Aveo Sedan: Best driven from the back seat…
There’s probably a minimum size car to properly survive this test, (i.e., Cobalt, Civic, Elantra), as there’s just more crush zone to work with. Cars of this size would need extra engineering and high-strength steel to do well, thus erasing the cost advantage.
Hmm… I think I just solved the Aveo’s ridiculously high MSRP – it would have crushed to the back seat otherwise?
Yet another example of the dangers of poverty. I just got done watching some of the higher end cars in the same test. Maybe not “walk away” but “not dead”.
Scott VanPala: Generally agreed but I come to a bit of a different conclusion. I have no problem with the insurance industry funding the IIHS as long as governments across the country stop requiring drivers to be patrons of the insurance industry. The few (and I didn’t bother to check how many) states I’m aware of that let you drive without insurance force you to pay the state a fee that is set somewhere well above the average annual cost of insurance. I have older vehicles that barely ever get driven but if/when they do I have to have them insured. For the risks I take I’d just as soon do without and take my chances. For my daily drivers I don’t mind so much, but automobile insurance is by and large a government sponsored industry via regulations.
THAT is why I have a problem with the industry funding the IIHS that lobbies the government that feeds it to force us all to continue paying more to save them money.
re:Scott VanPala:
Insurance companies can fund the IIHS, banning them from doing it would raise a lot of Constitutional issues. And the IIHS produces more valuable crash analysis than the US government (NHTSA), including the results of offset barrier crashes.
Insurers generally do give discounts for the things that they’ve lobbied for like airbags, abs, traction control and theft systems.
That said, I’m no defender of the insurance industry. As I said, they lobby hard for uneconomic speed limits, and have been blindly lobbying for red light and speed cameras. Not to mention the lobbying that they do to create “points” structures that maximize insurance premium increases.
Also, they have lobbied for comparative negligence laws that basically allow screw both parties involved in an accident out of the deductible.
And that’s just in the automotive sphere; insurance companies in general have a lot of responsibility for the huge magnification of the financial downturn by credit default swaps. AIG was/is an insurance company.
http://www.bloggingstocks.com/2008/10/25/more-insurance-bailouts-on-the-way/
And the insurers have screwed over a lot of people in Florida, Mississippi and Louisiana by telling people without access to effective counsel that they have flood, not hurricane damage, and used the “flood damage” claims to shift costs to the taxpayers.
http://www.taylor.house.gov/index.php?option=com_content&task=view&id=981&Itemid=85
My above comment should not be read any more broadly than “if only because of the strength of the insurance industry there is no conspiracy keeping cars in the US less safe than reasonably possible.”
@no_slushbox: America has the safest cars in the world
The data do not support this oft-repeated canard. Parrot it as many times as you want, it still won’t be true. One of the basic problems with the statement is that it conflates crashworthiness — and only crashworthiness — with “safety”. Crashworthiness is only one of the main categories of vehicle safety. There’s also crash-avoidance, postcrash survivability, pedestrian protection, and a few others. American-market cars do not excel in all or even most of those categories. Certainly driver safety performance is a key factor in overall roadway safety, but “America has the safest cars in the world” is just not supportable if we use honest definitions and terms.
there is no conspiracy keeping cars in the US less safe than reasonably possible
There’s no conspiracy, as such, but the U.S. market is demonstrably configured so as to prevent or greatly slow the adoption of great advances in crash-avoidance and pedestrian protection that have already been made in other markets, and there are too many regulatory blind alleys — viz the latest roof-crush standard, which viewed in unrealistic isolation might be a fine idea, but which in the context of reality can be predicted to worsen crash-avoidance performance of vehicles.

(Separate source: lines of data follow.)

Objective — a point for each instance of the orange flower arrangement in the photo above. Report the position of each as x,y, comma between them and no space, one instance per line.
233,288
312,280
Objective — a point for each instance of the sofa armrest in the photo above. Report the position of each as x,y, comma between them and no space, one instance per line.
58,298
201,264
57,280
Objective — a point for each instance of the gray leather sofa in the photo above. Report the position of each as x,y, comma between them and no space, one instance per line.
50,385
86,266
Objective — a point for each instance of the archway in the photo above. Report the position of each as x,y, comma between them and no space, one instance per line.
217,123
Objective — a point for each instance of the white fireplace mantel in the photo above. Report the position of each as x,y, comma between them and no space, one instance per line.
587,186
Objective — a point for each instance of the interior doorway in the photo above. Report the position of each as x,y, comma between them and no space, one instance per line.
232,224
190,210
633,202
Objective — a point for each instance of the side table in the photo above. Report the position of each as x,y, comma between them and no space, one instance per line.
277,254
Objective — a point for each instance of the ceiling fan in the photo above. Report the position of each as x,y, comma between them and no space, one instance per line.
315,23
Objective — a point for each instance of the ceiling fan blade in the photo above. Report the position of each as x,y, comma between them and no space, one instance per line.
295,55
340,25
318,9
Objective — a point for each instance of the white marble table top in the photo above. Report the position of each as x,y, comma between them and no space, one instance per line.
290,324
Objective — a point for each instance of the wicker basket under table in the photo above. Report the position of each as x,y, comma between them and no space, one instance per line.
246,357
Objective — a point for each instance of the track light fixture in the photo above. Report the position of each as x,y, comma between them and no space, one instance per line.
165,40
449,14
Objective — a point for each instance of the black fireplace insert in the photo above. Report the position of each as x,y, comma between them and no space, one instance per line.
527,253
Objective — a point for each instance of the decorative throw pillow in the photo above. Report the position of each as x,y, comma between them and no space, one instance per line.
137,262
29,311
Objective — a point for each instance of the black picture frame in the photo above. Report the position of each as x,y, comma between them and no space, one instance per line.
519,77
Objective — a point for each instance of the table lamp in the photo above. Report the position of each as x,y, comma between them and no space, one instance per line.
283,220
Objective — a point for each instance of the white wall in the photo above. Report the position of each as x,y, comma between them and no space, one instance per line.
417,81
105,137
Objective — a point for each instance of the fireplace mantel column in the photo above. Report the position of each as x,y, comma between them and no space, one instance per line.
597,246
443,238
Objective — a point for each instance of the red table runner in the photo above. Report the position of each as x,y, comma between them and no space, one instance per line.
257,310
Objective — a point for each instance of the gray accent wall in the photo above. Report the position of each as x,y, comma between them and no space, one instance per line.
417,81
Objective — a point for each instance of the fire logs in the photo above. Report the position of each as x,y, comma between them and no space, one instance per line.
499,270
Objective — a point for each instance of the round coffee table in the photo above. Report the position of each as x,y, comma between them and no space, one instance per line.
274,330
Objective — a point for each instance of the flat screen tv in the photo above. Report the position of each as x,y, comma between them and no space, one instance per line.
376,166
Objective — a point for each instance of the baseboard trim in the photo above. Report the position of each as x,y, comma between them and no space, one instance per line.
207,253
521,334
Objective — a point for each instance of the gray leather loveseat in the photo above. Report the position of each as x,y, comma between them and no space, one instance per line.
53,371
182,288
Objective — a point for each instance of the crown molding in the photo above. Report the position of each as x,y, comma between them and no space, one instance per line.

American regulators have (like you, as it seems) long focused almost exclusively on crashworthiness and postcrash survivability, assuming that a crash is going to happen and spending little time on crash avoidance. That was probably an appropriate standpoint from which to start tackling the problem of auto safety back when the idea of doing so gained traction in the mid-1960s, but other countries have taken a more balanced approach to all aspects of vehicle safety. Partially as a result, the U.S. is discouragingly far down the ranked lists of countries by safety performance in terms of death rates per vehicle-distance travelled and per vehicle registered.
Most of the countries doing better than America are places where “the masses drive French and Korean death traps” (your not-very-supportable words).
I agree with you that the IIHS offset-barrier crash tests are a good deal more realistic than NHTSA’s frontal-barrier tests, but that to me doesn’t warrant a paean to the insurance industry so much as it underscores the many problems with NHTSA’s regulatory approach.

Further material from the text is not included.